In Avot 041 I wrote: the husband would know that everything he possessed was mortgaged for the amount of the marriage deed. Thus he would think twice and three times before divorcing his wife.

Yehuda Wiesen writes:

But the ketuba amount due, usually 200 zuz, was not all that much money. So it would be a barrier to divorce only for the poor.

I respond:

This is not entirely accurate. The amount of 200 zuz (dinars) was the minimal amount that the law permits to be written in a ketubbah. Since, as we learned in Tractate Pe'ah, this was also the amount which we could define as 'the poverty line', we may assume that it was an amount sufficient to keep a woman with 'no visible means of support' above the poverty line for one year.
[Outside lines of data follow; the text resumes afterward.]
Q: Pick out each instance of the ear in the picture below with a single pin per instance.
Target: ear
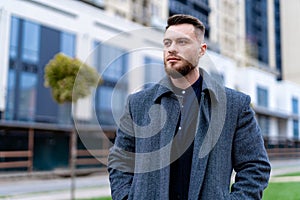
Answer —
(203, 49)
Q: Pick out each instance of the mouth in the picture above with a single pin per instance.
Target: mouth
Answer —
(172, 59)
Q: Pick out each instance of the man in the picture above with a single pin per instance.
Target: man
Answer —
(183, 137)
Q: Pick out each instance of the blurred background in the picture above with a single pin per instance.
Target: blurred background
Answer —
(253, 47)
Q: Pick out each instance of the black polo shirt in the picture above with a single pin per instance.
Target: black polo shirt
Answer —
(183, 143)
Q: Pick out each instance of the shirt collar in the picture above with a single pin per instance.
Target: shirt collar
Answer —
(208, 85)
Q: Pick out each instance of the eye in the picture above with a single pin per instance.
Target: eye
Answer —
(182, 41)
(167, 43)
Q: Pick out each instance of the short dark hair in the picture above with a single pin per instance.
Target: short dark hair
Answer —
(185, 19)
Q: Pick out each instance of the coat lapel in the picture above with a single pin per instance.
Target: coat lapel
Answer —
(199, 164)
(211, 119)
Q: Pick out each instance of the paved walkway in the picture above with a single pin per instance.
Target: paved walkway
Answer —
(97, 185)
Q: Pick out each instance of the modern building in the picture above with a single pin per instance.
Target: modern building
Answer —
(145, 12)
(227, 28)
(32, 124)
(35, 131)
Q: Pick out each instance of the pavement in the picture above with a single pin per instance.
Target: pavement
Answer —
(39, 186)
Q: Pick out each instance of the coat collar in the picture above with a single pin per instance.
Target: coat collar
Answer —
(209, 85)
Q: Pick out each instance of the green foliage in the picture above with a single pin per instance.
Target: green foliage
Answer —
(279, 191)
(70, 79)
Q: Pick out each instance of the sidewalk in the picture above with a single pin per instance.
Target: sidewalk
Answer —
(97, 185)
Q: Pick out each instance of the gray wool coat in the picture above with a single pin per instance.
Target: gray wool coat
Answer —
(227, 138)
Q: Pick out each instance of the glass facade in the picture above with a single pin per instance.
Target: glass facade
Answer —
(295, 110)
(112, 64)
(257, 29)
(264, 123)
(277, 38)
(154, 70)
(31, 47)
(262, 97)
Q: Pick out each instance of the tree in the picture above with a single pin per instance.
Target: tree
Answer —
(61, 73)
(70, 80)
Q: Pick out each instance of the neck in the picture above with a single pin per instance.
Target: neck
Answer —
(188, 80)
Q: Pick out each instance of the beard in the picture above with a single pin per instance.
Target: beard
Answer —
(180, 72)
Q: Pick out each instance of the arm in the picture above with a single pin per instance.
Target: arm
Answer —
(121, 158)
(250, 160)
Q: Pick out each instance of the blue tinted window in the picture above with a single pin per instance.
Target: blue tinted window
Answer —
(112, 64)
(67, 44)
(14, 30)
(296, 129)
(295, 106)
(10, 97)
(154, 70)
(264, 123)
(31, 42)
(262, 97)
(27, 96)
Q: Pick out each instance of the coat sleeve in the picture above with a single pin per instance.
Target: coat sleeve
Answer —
(250, 160)
(121, 158)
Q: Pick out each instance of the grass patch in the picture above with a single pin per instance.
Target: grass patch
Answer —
(279, 191)
(99, 198)
(275, 191)
(290, 174)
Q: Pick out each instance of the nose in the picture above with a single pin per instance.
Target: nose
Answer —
(172, 49)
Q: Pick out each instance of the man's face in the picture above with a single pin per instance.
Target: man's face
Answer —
(182, 50)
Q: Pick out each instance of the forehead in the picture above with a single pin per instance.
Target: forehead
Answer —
(180, 30)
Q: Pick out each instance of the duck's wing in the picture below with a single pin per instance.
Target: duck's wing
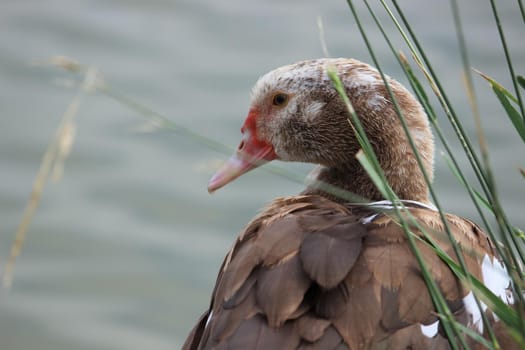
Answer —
(311, 273)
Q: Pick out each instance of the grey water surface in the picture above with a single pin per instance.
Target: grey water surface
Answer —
(124, 250)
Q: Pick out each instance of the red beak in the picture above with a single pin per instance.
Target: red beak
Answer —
(250, 154)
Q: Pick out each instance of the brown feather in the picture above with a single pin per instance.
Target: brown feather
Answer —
(316, 272)
(280, 289)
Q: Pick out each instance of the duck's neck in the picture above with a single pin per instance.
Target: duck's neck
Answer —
(406, 181)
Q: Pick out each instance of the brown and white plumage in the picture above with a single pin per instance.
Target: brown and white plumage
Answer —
(314, 271)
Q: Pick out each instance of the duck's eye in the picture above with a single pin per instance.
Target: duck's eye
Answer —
(280, 99)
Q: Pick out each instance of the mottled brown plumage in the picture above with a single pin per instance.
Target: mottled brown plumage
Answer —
(314, 271)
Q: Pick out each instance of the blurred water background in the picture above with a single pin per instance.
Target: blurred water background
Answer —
(123, 251)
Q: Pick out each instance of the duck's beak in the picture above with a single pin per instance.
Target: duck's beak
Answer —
(250, 154)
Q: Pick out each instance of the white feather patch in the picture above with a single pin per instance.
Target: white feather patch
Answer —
(311, 112)
(430, 330)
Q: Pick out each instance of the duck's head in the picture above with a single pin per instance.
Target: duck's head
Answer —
(296, 115)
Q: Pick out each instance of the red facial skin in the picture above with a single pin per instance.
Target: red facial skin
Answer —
(251, 153)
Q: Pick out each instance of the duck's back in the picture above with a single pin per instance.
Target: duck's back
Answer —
(312, 273)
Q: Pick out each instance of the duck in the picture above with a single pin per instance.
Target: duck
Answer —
(319, 270)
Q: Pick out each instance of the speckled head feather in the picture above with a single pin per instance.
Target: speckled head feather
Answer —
(314, 126)
(315, 272)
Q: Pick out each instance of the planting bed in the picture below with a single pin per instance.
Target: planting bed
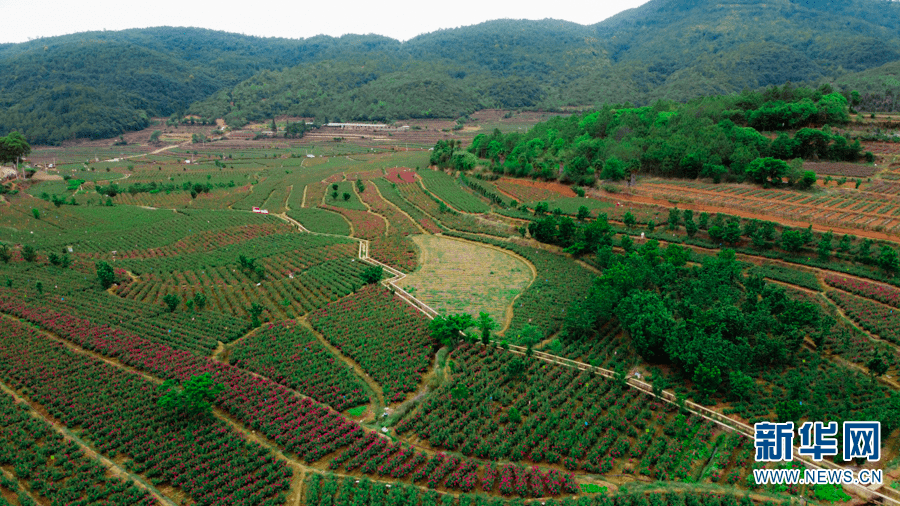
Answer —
(384, 335)
(290, 354)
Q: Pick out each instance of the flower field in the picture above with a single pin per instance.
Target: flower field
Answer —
(881, 320)
(448, 189)
(25, 442)
(334, 491)
(394, 248)
(343, 187)
(791, 275)
(400, 175)
(203, 241)
(607, 350)
(291, 355)
(320, 220)
(194, 331)
(99, 230)
(418, 197)
(533, 191)
(390, 192)
(558, 416)
(384, 335)
(365, 224)
(301, 272)
(299, 425)
(116, 411)
(875, 291)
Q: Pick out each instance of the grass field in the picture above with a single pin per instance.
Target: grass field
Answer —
(462, 277)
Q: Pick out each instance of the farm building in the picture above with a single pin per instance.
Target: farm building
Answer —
(365, 126)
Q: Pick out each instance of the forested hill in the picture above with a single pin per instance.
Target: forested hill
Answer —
(99, 84)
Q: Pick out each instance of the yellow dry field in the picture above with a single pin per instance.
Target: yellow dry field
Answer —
(461, 277)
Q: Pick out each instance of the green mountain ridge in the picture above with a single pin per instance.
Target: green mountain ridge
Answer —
(58, 87)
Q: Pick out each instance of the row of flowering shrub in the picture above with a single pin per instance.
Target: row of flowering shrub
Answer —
(556, 415)
(384, 335)
(206, 240)
(55, 468)
(877, 318)
(116, 411)
(394, 247)
(291, 355)
(876, 291)
(300, 272)
(299, 425)
(335, 491)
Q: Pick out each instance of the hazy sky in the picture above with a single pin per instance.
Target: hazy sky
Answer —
(400, 19)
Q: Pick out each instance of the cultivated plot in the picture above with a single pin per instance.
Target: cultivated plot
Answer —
(458, 276)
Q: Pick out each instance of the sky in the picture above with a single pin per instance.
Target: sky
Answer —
(399, 19)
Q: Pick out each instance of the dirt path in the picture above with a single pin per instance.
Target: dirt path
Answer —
(292, 221)
(717, 418)
(39, 412)
(22, 489)
(840, 311)
(223, 351)
(387, 224)
(288, 199)
(220, 350)
(375, 388)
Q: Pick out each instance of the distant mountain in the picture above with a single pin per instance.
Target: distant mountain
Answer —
(100, 83)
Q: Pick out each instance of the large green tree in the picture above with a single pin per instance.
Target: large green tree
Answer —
(13, 148)
(194, 397)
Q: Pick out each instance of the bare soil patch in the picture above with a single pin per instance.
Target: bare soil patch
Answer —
(457, 276)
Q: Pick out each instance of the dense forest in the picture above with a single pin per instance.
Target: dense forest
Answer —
(713, 137)
(100, 84)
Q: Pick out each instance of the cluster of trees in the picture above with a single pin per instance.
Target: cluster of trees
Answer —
(704, 138)
(13, 147)
(577, 237)
(447, 154)
(709, 321)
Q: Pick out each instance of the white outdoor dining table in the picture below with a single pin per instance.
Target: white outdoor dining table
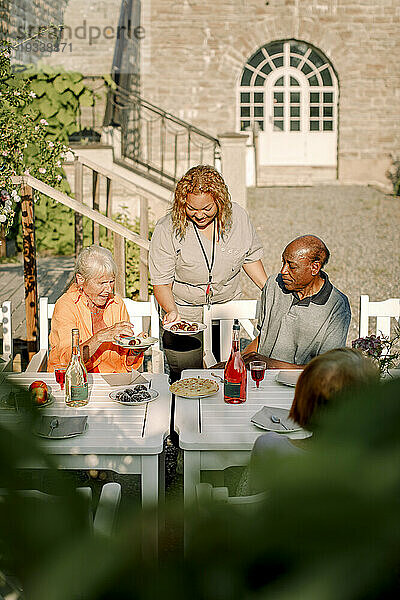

The amount of 200 zuz it was customary to augment from two other sources: the husband was expected to provide an additional sum (tosefet) and the bride's father was also expected to provide a good dowry (nedunyah). Both the latter sums were subject to negotiation before the marriage. As long as the marriage lasted the husband was entitled to look upon the total amount of the ketubbah as 'money in the bank'; if he chose to divorce his wife he would have to remember that it was, in fact, a loan which would inevitably be called in.